An Overview of the World Crisis and International Trade

The subject of this study is the grounds for the worldwide crisis and their repercussions on international trade. Central importance is assigned to the question of how it was possible for inflation and underemployment to coincide - and that in a world which, through giving up fixed exchange rates, is meanwhile capable of protecting itself against inflationary influence from abroad. In the introduction, it is first made clear that the gold exchange standard, too, and the related system of fixed exchange rates, exerted no compulsion to preserve stability, but merely demanded a certain degree of uniformity of inflation rates. But even a system of floating exchange rates is no safeguard against inflationary disturbances, if the floating is predominantly of the “dirty” type.
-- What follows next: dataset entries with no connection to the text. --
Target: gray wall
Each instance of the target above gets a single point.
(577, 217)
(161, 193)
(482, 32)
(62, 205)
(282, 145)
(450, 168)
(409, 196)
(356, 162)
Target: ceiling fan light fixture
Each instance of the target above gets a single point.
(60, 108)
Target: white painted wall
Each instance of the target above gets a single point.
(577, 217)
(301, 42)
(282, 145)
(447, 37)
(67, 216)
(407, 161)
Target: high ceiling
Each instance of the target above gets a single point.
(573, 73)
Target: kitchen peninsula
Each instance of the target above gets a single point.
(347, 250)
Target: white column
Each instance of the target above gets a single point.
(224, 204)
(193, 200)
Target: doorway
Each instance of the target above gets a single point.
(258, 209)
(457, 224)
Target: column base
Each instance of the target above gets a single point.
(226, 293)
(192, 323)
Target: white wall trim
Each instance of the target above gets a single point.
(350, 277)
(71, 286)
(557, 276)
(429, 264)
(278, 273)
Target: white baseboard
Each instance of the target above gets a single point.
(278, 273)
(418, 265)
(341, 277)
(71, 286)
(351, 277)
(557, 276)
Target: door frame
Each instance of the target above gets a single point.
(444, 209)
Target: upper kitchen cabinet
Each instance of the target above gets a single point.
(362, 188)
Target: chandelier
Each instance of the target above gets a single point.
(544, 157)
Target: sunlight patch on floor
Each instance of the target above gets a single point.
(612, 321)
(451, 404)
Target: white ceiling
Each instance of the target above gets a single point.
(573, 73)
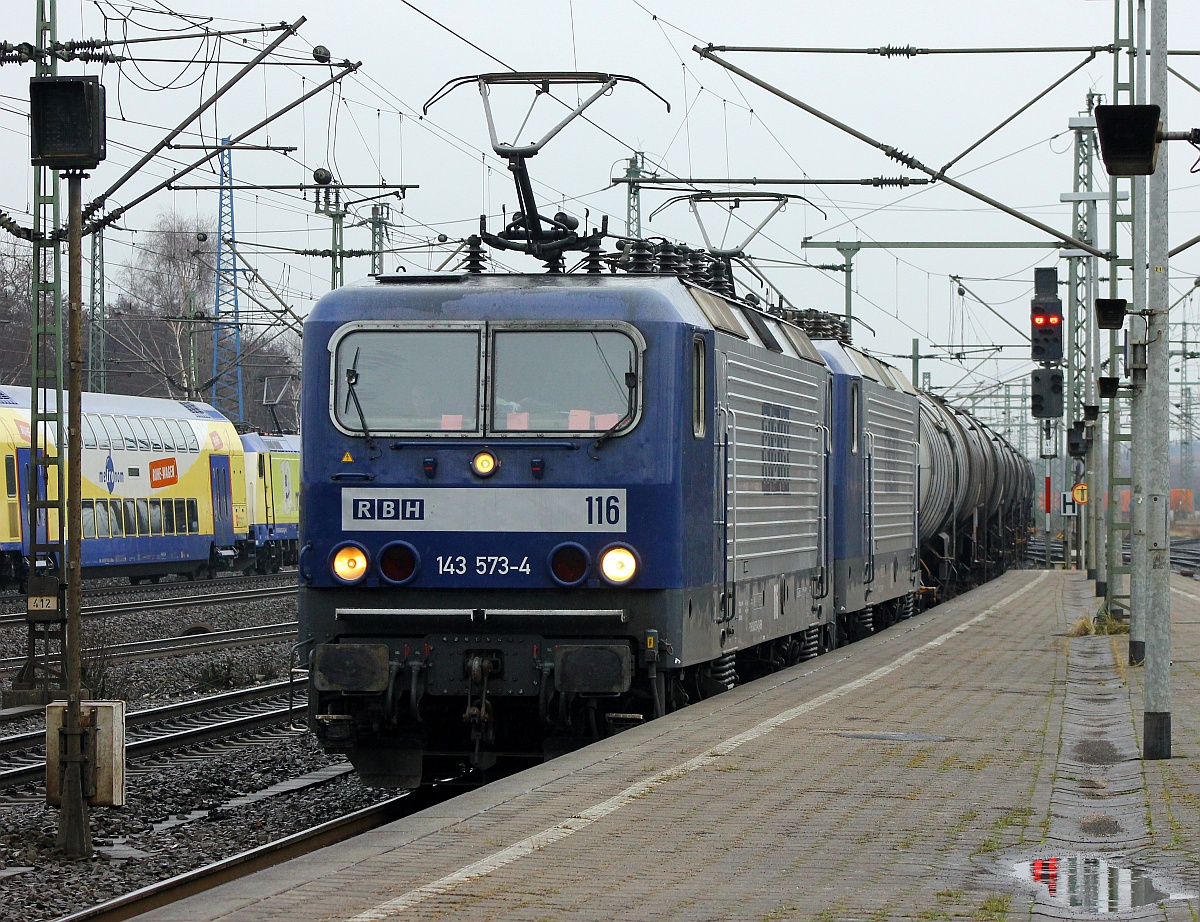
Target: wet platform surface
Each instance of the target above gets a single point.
(973, 762)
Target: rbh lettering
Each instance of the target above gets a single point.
(389, 510)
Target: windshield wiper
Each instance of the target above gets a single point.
(631, 388)
(352, 379)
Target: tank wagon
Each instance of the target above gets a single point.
(168, 488)
(538, 509)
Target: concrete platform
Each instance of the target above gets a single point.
(973, 762)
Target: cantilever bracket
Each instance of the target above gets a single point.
(541, 81)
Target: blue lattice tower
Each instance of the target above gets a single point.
(226, 322)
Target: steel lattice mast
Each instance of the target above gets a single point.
(226, 322)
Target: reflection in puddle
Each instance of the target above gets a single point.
(1091, 884)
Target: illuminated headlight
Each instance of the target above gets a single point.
(484, 464)
(349, 563)
(618, 564)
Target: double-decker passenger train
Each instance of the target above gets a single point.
(168, 488)
(543, 508)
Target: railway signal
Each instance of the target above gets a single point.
(1045, 317)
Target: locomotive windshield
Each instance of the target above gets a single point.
(562, 381)
(402, 379)
(407, 381)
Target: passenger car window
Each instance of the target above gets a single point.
(165, 435)
(101, 518)
(113, 439)
(131, 441)
(89, 437)
(139, 430)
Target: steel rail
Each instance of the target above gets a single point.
(33, 772)
(179, 602)
(180, 645)
(247, 862)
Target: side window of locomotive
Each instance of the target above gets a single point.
(407, 381)
(89, 437)
(131, 441)
(165, 433)
(131, 519)
(563, 381)
(852, 414)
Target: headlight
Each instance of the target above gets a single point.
(349, 563)
(618, 564)
(569, 564)
(484, 464)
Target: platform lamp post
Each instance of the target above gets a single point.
(1129, 145)
(67, 133)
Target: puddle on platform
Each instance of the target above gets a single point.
(1091, 884)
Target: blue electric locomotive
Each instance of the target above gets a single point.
(540, 508)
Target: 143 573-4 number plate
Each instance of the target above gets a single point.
(483, 566)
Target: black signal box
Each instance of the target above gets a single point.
(66, 121)
(1047, 393)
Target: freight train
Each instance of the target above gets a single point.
(168, 488)
(538, 509)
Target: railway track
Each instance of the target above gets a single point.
(168, 728)
(177, 602)
(11, 598)
(1185, 554)
(175, 646)
(264, 856)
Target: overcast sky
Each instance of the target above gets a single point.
(371, 130)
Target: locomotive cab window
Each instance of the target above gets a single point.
(407, 381)
(131, 441)
(564, 381)
(853, 417)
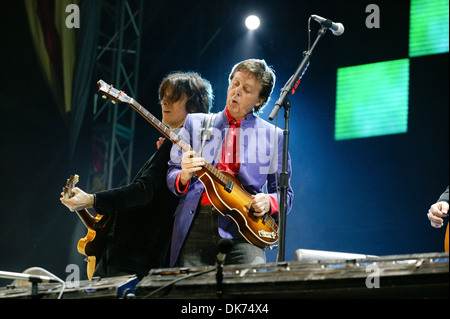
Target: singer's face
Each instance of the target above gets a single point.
(243, 94)
(173, 112)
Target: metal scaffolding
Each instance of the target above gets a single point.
(117, 63)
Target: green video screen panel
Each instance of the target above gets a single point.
(372, 100)
(428, 28)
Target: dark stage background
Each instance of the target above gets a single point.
(366, 196)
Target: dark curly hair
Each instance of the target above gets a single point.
(198, 90)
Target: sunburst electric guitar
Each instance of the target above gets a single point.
(93, 244)
(223, 189)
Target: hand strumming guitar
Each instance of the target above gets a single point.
(79, 200)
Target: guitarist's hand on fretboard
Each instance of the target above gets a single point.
(77, 199)
(260, 204)
(437, 212)
(190, 163)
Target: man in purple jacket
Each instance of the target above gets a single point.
(241, 144)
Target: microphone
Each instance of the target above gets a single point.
(336, 28)
(224, 246)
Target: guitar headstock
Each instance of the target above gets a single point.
(109, 91)
(71, 182)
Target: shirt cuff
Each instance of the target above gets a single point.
(179, 187)
(273, 205)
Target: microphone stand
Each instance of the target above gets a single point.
(284, 102)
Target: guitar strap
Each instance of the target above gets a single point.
(207, 128)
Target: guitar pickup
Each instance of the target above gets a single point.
(229, 186)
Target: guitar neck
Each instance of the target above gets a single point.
(88, 220)
(175, 139)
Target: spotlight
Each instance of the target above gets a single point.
(252, 22)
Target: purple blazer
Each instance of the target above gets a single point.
(261, 155)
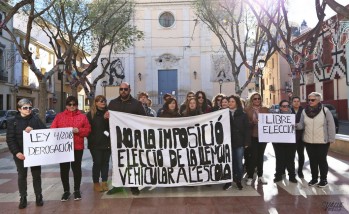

An additional facet is the tendency of central banks to behave in a system of freely fluctuation exchange rates in the same way as when fixed exchange rates prevail, since their attention is focused primarily on exchange rate changes relative to their neighbouring countries. The chief source of world inflation was the fact that the United States failed to finance the Vietnam war by tax increases. With exchange rates fixed, the overproduction of dollars necessarily had to spread over the whole world. This inflationary effect was ameliorated only by the substantial devaluation of the dollar. The European countries, however, did not take full advantage for stabilization policy of the latitude they were given by the measures of August 1971. The possibility of overcoming world inflation is derived above all from the changed attitude of the American administration to inflation and from the circumstance that this will exert a damping effect on other countries. The study concludes with thoughts on the influence of the oil crisis on inflation. It is shown that this influence would have been limited, if this problem had been tackled with the knowledge from cartel theory and practice. It was not until the attempt was made to combat the consequences of oil price increases with subsidies that its price-raising influence was strengthened.